Was tanzen wir?


Die Star Promenaders Markkleeberg tanzen verschiedene Arten des amerikanischen Volkstanzes. Die Clubabende bestehen aus einem bunten Mix von

  • Modern Square Dance
  • Traditional Square Dance
  • Contra Dance
  • Mixer

Bei all diesen Tanzarten gibt ein Caller bzw. Prompter die Figurenfolgen durch Ansage (Calls) vor. Die Tänzer müssen also – im Gegensatz zum Line Dance – vorab keine Choreografien erlernen. Wer mittanzen will, sollte allerdings die angesagten Figuren beherrschen, die übrigens weltweit standardisiert sind. Das Erlernen dieser Figuren geschieht in Kursen oder Ausbildungsgruppen, sog. Classes. Als ausgebildeter Tänzer kann man dann überall auf der Welt mit völlig fremden Menschen sofort gemeinsam tanzen.

Modern Square Dance

Beim Square Dance tanzen 4 Paare zusammen, also 8 Tänzer, die sich anfangs im Quadrat aufstellen. Auch Sonderformen sind möglich, etwa das Hexagon oder das Six-Couple-Set mit 6 Paaren. Oft übernehmen dabei auch Frauen den Herrenpart, die Figuren sind nur geringfügig unterschiedlich.
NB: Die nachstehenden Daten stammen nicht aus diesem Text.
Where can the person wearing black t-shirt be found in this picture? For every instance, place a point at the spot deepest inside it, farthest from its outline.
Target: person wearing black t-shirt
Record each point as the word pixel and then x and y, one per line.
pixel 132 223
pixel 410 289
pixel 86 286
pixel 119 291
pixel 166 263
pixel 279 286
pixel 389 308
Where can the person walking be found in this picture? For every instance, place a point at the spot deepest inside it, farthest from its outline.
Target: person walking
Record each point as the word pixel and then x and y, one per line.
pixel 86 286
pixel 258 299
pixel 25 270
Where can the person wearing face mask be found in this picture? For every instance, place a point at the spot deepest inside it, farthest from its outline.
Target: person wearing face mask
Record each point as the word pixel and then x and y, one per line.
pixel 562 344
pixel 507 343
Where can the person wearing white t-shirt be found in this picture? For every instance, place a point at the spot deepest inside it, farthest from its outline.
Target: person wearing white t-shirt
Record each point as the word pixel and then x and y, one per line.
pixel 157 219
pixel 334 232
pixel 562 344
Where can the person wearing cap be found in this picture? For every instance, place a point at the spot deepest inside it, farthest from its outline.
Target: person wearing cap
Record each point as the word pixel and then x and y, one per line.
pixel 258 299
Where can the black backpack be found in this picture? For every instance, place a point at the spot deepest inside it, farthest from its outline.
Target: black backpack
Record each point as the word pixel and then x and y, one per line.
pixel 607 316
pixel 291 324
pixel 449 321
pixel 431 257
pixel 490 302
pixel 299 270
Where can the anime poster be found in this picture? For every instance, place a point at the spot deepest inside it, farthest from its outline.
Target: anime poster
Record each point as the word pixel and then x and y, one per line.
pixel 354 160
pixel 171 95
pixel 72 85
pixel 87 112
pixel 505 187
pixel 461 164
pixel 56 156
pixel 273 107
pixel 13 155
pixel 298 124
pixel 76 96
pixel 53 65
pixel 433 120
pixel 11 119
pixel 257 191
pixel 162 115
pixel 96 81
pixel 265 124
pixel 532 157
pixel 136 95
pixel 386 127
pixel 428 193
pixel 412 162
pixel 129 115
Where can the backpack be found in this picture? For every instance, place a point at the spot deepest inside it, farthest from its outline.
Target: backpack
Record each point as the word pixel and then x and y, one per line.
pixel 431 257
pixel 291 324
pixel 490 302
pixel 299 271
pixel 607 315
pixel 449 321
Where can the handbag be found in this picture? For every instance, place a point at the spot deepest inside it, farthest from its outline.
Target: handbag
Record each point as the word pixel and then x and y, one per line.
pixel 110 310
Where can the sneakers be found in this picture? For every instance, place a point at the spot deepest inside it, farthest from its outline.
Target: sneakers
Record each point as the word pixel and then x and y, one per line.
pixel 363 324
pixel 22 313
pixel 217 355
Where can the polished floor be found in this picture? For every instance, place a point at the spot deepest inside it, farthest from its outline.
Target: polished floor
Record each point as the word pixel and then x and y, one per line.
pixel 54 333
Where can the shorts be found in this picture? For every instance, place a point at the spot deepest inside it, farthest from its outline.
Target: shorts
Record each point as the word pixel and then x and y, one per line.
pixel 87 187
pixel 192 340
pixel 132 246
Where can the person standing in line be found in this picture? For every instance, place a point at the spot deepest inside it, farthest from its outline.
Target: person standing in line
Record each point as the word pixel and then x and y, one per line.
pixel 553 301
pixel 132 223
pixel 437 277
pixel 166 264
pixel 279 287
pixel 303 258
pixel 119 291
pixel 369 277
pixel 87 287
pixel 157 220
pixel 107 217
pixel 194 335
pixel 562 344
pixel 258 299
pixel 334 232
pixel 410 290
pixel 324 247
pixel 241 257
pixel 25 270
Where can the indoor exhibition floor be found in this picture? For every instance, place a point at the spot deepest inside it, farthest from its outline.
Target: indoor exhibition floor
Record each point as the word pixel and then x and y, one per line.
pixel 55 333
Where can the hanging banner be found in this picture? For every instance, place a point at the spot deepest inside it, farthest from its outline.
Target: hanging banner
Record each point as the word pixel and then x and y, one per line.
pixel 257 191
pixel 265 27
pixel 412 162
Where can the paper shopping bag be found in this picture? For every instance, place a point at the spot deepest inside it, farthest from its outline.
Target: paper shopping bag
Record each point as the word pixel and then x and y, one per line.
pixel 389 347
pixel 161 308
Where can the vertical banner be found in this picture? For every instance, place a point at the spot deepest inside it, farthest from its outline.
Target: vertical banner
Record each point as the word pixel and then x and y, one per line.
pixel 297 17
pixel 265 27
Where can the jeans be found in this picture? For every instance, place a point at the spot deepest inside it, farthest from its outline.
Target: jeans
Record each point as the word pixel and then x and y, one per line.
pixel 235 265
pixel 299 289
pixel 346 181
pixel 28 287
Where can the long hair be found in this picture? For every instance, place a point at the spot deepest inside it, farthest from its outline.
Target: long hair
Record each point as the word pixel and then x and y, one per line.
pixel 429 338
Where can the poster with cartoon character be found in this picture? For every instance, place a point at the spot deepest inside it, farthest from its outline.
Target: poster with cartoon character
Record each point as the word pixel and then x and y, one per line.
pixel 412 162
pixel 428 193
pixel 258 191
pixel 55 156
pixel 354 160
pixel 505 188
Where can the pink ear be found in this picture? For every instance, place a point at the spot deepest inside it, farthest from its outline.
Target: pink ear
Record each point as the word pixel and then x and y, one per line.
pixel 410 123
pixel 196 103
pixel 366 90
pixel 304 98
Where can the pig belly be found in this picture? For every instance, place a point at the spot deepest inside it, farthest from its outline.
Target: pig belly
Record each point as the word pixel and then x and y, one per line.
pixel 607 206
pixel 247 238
Eine Tanzrunde (Tip) besteht i. d. R. im ersten Teil aus einem Patter Call, bei dem der Caller Figuren in abwechslungsreicher Reihenfolge aneinanderreiht. Die Tänzer wissen nie, welche Ansage als nächste folgt und müssen deshalb konzentriert bleiben, um schnell reagieren zu können. Im zweiten Teil der Tanzrunde folgt zumeist ein Singing Call, dabei fügt der Caller die Figuren in einen Songtext ein. Die Kunst besteht für die Tänzer darin, diese Figuren herauszuhören und schnell umzusetzen.

Traditional Square Dance

Die Formation stimmt zunächst mit der beim Modern Square Dance überein. Häufig sind die Tänze etwas einfacher und auch durchgängig choreografiert. Der Caller übt die Abfolge in der Regel zunächst trocken, also ohne Musik, damit anschließend schön im Takt der Musik getanzt werden kann. Typisch für traditionelle Square Dances ist, dass sich Partner schnell wiedertreffen. Außerdem kommt es oft vor, dass Ansagen nur für eines der 4 Paare gemacht werden und dass sich diese der Reihe nach für die anderen Paare wiederholen.

Contra Dance

Der Tanzleiter – hier ist es der Prompter – gibt auch hier eine Figurenfolge vor, die sich im Laufe des Tanzes wiederholt. Wie beim Traditional Square Dance wird zunächst kurz trocken geübt, anschließend im Takt der Musik gemeinsam getanzt. Contra Dances werden oft in Gassen getanzt, dabei stehen sich die Partner gegenüber oder sie stehen nebeneinander. Im Verlaufe des Tanzes „wandern“ sie dann allmählich die Gasse entlang und erhalten somit immer neue Mittänzer. Es gibt aber auch vielfältige andere Formationen für Contra Dances, etwa Gruppen zu 3 oder 4 Paaren, sich anblickende Linien zu viert usw. Einfache Contra Dances können von jedermann mitgetanzt werden und sind sehr gut geeignet, Anfängern einige Grundlagen und vor allem auch die Freude an amerikanischen Volkstänzen zu vermitteln.

Mixer

Zu Beginn eines Tanzabends werden die Paare oft neu gemischt. Das bringt Schwung in die Veranstaltung und man lernt immer neue Tänzer kennen. Eine beliebte Methode dafür sind sog. Mixer, bei denen man nach einigen wenigen Figuren immer wieder einen neuen Partner bekommt. Oft sind Mixer sehr leicht choreografiert und es wird aus einer Kreisformation getanzt.